Finanzielle Einbußen waren auch damals schon der Grund, warum die Historienspiele durch kleinere Sommerveranstaltungen ersetzt wurden. Der Theater-Geschäftsführer hat die Zahlen vor sich. Zwar besuchten 17 000 bis 19 000 Zuschauer in zwei Jahren – jedes Stück wurde immer über zwei Spielzeiten hinweg aufgeführt – die Historienspiele. Dennoch kam das Theater auf ein jährliches Maximaldefizit von knapp 188 000 Euro. „Das war in den beiden Jahren, als ’Jakob-Böhme und die Pest zu Görlitz‘ aufgeführt wurde“, erzählt Sawade. Ein Scheitern könnte das Theater nicht verkraften. „Wir könnten den Verlust nicht auffangen. Jetzt ist nicht die Zeit, Risiken einzugehen.“

Genau diesen Punkt will Matthias Lietzmann nicht gelten lassen. „Wir waren keine Kostenbringer, sondern Gewinnbringer“, hält er dagegen. „Ich weiß noch, dass wir im Jahr 2003 im Vorverkauf ausverkauft waren.“ Er sieht die Historienspiele vielmehr als positiven Wirtschaftsfaktor – für die Gastronomen, für die Stadtführer, für die Händler. „Der Kultur-Tourismus ist eine große Chance für Görlitz. Wir hätten mit den Historienspielen ein Alleinstellungsmerkmal mehr.“ Allerdings hatten sich damals auch einige Gastronomen gegen die Historienspiele gestellt. Durch die großen Aufbauten, die regelmäßigen Spielzeiten sollen sie sich in ihrer Freiheit gestört und Mindereinnahmen beklagt haben. Ein Punkt, den Lietzmann nicht nachvollziehen kann. „Weltweit sind solche Veranstaltungen Bringer.“

„Ein Konzept liegt bislang nicht vor“

Die Frage bleibt: Wer soll der Träger für die neuen Historienspiele werden?
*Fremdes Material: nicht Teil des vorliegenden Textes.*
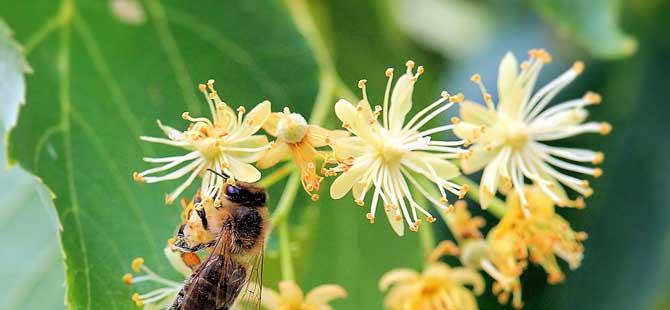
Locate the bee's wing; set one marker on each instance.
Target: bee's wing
(220, 267)
(250, 296)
Der Landkreis wird es ebenfalls nicht sein, teilt Gerlind Walter, Sprecherin des Landratsamtes, mit. „Der Landkreis wird die Veranstalter im Rahmen seiner, jedoch beschränkten Möglichkeiten, unterstützen“, erklärt sie auf SZ-Nachfrage. Zu genau diesen Veranstaltern werde der Landkreis aber nicht gehören.

Die Stadt Görlitz hält sich noch zurück. Sprecherin Anett Böttger bestätigt, dass ein Gespräch zwischen Lietzmann, Gebauer und OB Deinege stattgefunden hat. „Sie stellten ihm ihre Idee vor, die Historienspiele wieder aufleben zu lassen. Ein Konzept liegt bislang nicht vor“, teilt Annett Böttger mit. Ob die Stadtverwaltung das Anliegen unterstützt, hänge noch von vielen praktischen Fragen ab, die es zu prüfen gilt. Zum Beispiel sei eine Bewertung der bisherigen Historienspiele nötig, Gespräche mit Landkreis, Theater, Stadträten, Anliegern und Initiatoren.

Matthias Lietzmann hofft, dass das bald geschieht. Ihm wäre es am liebsten, wenn noch vor der Weihnachtszeit geklärt werden könnte, ob die Historienspiele eine zweite Chance bekommen.